From an evolutionary perspective, emotions helped us remember what was important. When we saw a rustle in the bushes and our best friend got eaten by a lion, it was essential to be able to remember the incident without repetition.
In much the same way, advertising that excites the senses creates instant and memorable brand associations. That’s one reason why TV is still so strong.
Tell a Story: The first time I heard about the concept of brands as stories was in John Grant’s New Marketing Manifesto. Margaret Mark and Carol Pearson’s The Hero and The Outlaw also broke new ground by suggesting brands be multifaceted archetypes rather than simple trademarks. More recently, Peter Gruber’s Tell to Win describes stories as “emotional transport.”
Clearly, the notion of brands as occupying a static positioning has outlived it’s usefulness. Brands today must not only capture consumers attention, but keep it. That means they need to evolve in the marketplace while staying true to core values.
We don’t “build” brands anymore.
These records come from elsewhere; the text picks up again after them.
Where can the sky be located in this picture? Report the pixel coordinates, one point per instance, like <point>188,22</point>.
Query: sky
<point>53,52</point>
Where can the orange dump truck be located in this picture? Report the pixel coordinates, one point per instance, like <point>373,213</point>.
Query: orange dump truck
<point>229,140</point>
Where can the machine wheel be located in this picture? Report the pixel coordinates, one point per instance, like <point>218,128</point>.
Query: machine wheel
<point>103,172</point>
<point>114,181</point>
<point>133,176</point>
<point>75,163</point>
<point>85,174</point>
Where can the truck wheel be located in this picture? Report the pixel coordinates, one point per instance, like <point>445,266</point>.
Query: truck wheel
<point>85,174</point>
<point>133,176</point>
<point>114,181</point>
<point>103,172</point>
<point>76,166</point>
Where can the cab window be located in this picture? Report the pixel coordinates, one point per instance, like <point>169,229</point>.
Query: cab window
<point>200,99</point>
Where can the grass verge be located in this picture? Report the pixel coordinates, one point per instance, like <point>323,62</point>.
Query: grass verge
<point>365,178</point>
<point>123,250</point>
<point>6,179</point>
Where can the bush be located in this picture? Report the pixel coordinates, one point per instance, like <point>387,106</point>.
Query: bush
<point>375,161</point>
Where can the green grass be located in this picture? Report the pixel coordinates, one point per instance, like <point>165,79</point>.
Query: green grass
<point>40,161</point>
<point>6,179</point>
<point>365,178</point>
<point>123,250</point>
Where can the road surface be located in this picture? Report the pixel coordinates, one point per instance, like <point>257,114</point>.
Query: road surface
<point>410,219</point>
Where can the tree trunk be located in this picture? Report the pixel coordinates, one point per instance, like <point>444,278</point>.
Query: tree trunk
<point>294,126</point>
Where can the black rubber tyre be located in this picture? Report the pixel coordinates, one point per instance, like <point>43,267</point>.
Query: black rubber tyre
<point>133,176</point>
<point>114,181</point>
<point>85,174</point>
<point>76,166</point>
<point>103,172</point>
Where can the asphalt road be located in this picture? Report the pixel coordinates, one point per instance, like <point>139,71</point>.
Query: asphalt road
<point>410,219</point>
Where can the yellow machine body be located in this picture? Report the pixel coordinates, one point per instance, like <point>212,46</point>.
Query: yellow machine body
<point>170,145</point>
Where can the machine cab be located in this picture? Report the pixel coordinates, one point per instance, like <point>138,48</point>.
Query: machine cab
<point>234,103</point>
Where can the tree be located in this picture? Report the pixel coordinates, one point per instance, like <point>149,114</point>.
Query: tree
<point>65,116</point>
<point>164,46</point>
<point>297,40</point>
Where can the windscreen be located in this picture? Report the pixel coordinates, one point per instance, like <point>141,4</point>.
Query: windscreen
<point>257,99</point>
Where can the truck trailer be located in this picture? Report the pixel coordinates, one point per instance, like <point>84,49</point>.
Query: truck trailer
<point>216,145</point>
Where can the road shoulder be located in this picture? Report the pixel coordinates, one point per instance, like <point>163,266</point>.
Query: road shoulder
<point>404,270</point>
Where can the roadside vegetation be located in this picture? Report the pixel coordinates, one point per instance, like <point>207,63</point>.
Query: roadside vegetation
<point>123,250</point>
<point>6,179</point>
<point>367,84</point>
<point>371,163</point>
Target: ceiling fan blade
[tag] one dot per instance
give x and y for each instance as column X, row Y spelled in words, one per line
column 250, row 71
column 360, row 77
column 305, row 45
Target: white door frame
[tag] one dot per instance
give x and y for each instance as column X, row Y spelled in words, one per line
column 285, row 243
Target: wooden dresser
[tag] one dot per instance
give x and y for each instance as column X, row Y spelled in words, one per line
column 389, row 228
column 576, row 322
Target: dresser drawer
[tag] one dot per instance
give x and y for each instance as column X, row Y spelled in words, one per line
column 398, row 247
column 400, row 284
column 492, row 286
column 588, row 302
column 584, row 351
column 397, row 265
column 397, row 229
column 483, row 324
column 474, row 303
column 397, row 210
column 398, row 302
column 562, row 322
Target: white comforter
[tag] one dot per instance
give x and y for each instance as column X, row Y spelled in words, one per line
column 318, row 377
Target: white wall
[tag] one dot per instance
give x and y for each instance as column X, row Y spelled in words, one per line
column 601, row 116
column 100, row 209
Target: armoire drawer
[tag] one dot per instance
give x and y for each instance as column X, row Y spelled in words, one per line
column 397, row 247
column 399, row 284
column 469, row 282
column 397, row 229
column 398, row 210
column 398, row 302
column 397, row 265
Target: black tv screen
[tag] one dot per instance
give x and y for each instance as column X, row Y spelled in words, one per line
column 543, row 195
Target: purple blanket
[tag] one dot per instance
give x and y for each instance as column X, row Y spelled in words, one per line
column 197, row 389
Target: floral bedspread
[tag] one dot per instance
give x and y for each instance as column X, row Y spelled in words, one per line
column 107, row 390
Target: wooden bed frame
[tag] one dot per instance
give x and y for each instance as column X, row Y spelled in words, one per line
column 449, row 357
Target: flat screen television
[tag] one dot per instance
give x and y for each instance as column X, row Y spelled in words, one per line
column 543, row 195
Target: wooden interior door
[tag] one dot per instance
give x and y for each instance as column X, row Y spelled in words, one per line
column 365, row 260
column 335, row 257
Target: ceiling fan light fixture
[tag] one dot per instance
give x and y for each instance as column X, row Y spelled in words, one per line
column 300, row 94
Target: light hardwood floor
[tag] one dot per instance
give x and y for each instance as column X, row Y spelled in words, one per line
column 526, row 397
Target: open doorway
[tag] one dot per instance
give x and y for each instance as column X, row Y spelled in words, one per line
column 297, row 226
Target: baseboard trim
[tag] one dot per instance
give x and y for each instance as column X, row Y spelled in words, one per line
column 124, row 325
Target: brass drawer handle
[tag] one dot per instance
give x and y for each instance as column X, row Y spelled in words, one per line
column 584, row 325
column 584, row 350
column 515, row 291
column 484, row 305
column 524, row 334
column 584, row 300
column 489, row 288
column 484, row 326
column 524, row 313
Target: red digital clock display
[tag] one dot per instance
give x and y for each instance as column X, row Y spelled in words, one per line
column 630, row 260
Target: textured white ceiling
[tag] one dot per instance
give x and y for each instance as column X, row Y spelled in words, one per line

They become organisms that take on lives of their own. Stories allow consumers to identify with these strange new life forms. Without a story, all you’ve got left is a bunch of ads.
Enable Peer to Peer Interaction: While broadcasting messages will continue to play a central part, consumers themselves are sharing brands as well. While they can’t be controlled, they can be encouraged.
Creative directors native to digital know this instinctively. Mechanisms of interaction need to be designed to empower consumers, but care must be taken not to intrude or offend. This is still an emerging area and we still have a lot to learn.
If you’re looking for a place to start, here’s 4 ways to utilize social networks for marketing.
Perpetual Beta: Probably the biggest paradigm shift that marketers need to make is the transition from campaigns to perpetual beta. We can no longer think in terms of marketing programs with a distinct start and finish. They are ongoing.
Interactivity needs to be rethought as well. We’re used to thinking in term of “dialogues,” but dialogues are events. The new interactivity is recursive. Brands track consumers that are following the brands that are following them and on and on, co-creating experiences.
Strategy can no longer pick out one point on the continuum, but needs to develop and adapt in real-time. Most of all, the new creativity will no longer revolve around one “big idea,” but hinge on the combined talents of diverse network of teams.
Without disparaging the great accomplishments of the past, or the genius of those form whom they sprung, I think it’s fair to say that the future of marketing creativity will be more rich, nuanced and immersive than anything we’ve seen before.